Geçtiğimiz aylarda yaşanan Ukrayna-Rusya krizi, Karadeniz’de suların ısınmasına neden olmuştu. Ukrayna’nın doğusunda yer alan Donbass’ta, iki ülke arasında gerilim tırmanmış ve askeri hareketlilik yaşanmıştı. Donbass’ta Rus yanlılarının nüfus olarak daha fazla olduğunu savunan Rusya, bölgenin kendisine verilmesini istiyor. Ukrayna ise Rusya’yı işgalcilik ve iç işlerine müdahale etmekle suçluyor. Donbass’ta yaşan bu gerilim, süper güçlerin karşı karşıya gelmesine neden olmuştu.

Ukrayna’ya askeri yardım göndermek isteyen NATO kuvvetleri, bu yardımı Karadeniz üzerinden göndermeye çalışmıştı. NATO’ya ait savaş gemilerinin Karadeniz’e girmesi ve Ukrayna’ya yardım getirmesi ise Rusya’yı oldukça kızdırmıştı. Rusya bu duruma şiddetli tepki gösterirken, Ukrayna üzerindeki siyasi ve askeri baskısını artırmıştı.

Suriye’nin Tartus ve Lazkiye gibi şehirleri üzerinden Doğu Akdeniz’e inen ve buralarda askeri üs inşa eden, Orta ve Kuzey Afrika ülkeleri üzerinde ekonomik faaliyetlerini artıran, Kafkaslar’da yeniden etkili olmaya başlayan, İran ve Çin gibi ülkelerle ilişkilerini geliştiren Rusya; Doğu Avrupa’da ise özellikle Ukrayna’daki Rus yanlılarının fazla olduğu bölgelerde ve Belarus’ta birtakım faaliyetlerde bulunuyor. ABD ve NATO ülkeleri ise Avrupa’nın güvenliği için en büyük tehlikeyi Rusya’nın yayılmacılığı olarak görüyor.

KARADENİZ’DE RUSYA-İNGİLTERE GERGİNLİĞİ

Uzun zamandır gerilimin düşmediği Karadeniz’de, Rusya ile İngiltere arasında yeni bir kriz yaşandı. İngiliz Kraliyet Donanmasına ait HMS Defender gemisi, geçtiğimiz günlerde Rusya’nın deniz sınırını ihlal etti. Kırım açıklarında Rusya karasularının 3 kilometre içine giren Defender gemisi, Rusya’nın uyarı ateşi ile karşılaştı.

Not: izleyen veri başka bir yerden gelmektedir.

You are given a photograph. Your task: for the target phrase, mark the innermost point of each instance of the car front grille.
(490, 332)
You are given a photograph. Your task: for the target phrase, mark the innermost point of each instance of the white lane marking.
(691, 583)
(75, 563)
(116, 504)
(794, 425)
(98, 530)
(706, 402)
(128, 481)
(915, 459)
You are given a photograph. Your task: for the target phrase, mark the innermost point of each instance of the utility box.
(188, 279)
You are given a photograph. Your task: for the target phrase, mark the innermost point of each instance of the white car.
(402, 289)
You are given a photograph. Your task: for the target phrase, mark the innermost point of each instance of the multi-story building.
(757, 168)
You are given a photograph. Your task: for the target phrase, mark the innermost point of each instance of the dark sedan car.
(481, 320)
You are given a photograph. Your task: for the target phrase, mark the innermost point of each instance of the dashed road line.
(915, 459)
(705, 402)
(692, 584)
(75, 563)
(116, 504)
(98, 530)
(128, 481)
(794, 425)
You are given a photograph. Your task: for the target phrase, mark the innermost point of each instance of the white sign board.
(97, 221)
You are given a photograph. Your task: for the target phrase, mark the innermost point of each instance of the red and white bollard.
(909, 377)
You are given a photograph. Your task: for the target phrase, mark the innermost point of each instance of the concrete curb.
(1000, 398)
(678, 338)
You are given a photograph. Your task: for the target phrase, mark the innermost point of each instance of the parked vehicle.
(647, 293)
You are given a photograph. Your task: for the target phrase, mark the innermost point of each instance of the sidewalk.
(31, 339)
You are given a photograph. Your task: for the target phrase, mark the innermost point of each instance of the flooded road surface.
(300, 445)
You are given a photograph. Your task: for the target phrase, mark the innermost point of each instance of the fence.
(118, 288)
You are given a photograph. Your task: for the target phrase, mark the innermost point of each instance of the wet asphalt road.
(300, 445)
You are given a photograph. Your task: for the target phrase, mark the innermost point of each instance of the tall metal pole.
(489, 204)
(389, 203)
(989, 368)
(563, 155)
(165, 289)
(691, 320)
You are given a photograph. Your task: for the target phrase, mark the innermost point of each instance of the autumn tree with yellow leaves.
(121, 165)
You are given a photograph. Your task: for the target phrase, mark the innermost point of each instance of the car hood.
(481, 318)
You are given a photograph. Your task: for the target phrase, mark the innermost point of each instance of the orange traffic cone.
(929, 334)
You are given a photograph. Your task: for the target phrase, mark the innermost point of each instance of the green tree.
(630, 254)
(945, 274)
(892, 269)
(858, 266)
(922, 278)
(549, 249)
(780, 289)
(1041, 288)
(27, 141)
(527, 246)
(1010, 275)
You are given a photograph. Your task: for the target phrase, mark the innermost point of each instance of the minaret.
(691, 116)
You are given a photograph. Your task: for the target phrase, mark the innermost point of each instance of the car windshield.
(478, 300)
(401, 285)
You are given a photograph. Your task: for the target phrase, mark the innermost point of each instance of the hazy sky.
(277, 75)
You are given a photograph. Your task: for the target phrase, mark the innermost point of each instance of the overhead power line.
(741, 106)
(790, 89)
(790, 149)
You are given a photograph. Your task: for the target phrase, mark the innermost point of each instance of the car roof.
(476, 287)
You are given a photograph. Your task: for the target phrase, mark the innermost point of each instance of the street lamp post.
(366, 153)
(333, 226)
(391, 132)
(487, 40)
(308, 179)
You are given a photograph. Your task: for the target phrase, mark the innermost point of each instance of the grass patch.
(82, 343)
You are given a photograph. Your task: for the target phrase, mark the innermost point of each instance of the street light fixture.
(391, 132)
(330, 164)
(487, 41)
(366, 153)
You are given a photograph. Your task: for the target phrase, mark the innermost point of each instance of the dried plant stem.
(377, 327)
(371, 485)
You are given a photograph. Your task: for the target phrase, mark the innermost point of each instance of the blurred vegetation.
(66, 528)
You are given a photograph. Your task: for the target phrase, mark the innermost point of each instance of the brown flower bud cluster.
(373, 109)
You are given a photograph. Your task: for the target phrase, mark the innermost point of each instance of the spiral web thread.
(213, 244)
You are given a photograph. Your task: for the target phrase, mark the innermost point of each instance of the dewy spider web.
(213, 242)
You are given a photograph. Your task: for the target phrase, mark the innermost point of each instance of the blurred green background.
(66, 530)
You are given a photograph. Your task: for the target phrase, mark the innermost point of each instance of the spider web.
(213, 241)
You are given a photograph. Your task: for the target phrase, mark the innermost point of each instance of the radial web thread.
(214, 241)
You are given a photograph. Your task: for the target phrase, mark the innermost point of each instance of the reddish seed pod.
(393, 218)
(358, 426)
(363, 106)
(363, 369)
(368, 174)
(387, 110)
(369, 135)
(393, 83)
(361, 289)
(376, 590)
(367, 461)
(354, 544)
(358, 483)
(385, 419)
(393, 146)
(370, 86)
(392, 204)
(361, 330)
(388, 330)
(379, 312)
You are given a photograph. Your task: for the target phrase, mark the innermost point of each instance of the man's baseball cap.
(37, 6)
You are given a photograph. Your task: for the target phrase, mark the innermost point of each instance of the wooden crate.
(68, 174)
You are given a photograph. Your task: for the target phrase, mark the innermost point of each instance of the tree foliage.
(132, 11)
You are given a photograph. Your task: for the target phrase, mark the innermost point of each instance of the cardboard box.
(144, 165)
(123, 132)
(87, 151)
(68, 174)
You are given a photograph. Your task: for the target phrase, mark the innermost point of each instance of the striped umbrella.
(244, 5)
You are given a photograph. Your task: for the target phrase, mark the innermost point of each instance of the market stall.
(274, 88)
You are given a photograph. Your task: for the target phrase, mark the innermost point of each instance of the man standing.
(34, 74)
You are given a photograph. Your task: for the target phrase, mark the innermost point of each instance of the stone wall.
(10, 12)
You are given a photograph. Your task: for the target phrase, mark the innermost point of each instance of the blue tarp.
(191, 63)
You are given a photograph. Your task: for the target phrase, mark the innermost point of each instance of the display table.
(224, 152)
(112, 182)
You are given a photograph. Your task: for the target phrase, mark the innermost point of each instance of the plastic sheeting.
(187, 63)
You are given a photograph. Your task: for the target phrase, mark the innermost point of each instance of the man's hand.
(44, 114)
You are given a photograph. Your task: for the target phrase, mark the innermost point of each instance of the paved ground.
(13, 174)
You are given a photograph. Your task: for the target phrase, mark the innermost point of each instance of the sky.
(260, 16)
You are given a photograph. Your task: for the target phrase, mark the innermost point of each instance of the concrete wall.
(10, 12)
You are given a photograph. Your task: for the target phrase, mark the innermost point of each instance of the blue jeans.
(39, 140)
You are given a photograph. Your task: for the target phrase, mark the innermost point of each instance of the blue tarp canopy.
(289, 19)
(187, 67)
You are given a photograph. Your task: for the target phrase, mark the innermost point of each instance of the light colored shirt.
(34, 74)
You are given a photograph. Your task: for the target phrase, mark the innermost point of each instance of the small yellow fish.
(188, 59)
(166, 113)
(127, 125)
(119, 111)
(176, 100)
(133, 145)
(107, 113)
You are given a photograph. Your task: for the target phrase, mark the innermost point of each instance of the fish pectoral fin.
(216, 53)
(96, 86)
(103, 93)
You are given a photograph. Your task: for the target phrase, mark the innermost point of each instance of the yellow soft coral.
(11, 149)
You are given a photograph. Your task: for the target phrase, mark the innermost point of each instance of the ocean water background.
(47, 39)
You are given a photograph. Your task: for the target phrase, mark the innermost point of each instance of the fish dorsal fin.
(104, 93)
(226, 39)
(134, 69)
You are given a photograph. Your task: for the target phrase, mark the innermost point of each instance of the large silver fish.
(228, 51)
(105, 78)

Rusya Savunma Bakanlığı tarafından yapılan açıklamada, sınır muhafaza boyutunun uyarı ateşi açtığı ve Su-24M uçağının da uyarı amacıyla İngiliz gemisinin yoluna bombalar attığını duyurdu.

Defender gemisinin uluslararası hukuka uygun bir şekilde Ukrayna karasularından zararsız geçiş yaptığını savunan İngiltere, uyarı ateşi açıldığı haberlerini yalanladı. Daha sonrasında Rusya Federal Güvenlik Servisi (FSB), İngiliz savaş gemisi Defender'ın yasadışı bir şekilde kendi karasularına girdiğini savunduğu anın görüntülerini paylaştı.

Konu hakkında açıklamalarda bulunan İngiltere Başbakanı Boris Johnson, herhangi bir sınır ihlali durumunun söz konusu olmadığını dile getirdi. Johnson, “Uluslararası suları kullanmanın tamamen uygun olduğunu düşünüyorum. Önemli olan nokta, Rusya’nın Kırım’ı ilhakını tanımamamız” ifadelerini kullandı.

Jonhson, olayın Ukrayna sularında yaşandığını dile getirirken, “Burayı A noktasından B noktasına gitmek için kullanmak tamamen doğruydu” şeklinde konuştu. Ayrıca Johnson, Rusya ile ilişkilerin tarihin en kötü dönemlerini yaşadığı görüşlerine katılmadığını belirtti.

GERGİNLİKLER DEVAM EDEBİLİR

Avrupa Birliği’nin Kırım ve Sivastopol ilhakları nedeniyle Rusya’ya uyguladığı yaptırım devam ediyor. ABD ve NATO’nun da Karadeniz üzerindeki faaliyetleri sürüyor. Ukrayna’nın NATO üyeliği konusu ise sürekli gündemde tutuluyor. Böyle bir dönemde, Karadeniz’de yaşanan Rusya-İngiltere gerginliği, bölgede yeni gerilimlerin yaşanmasına yol açabilir.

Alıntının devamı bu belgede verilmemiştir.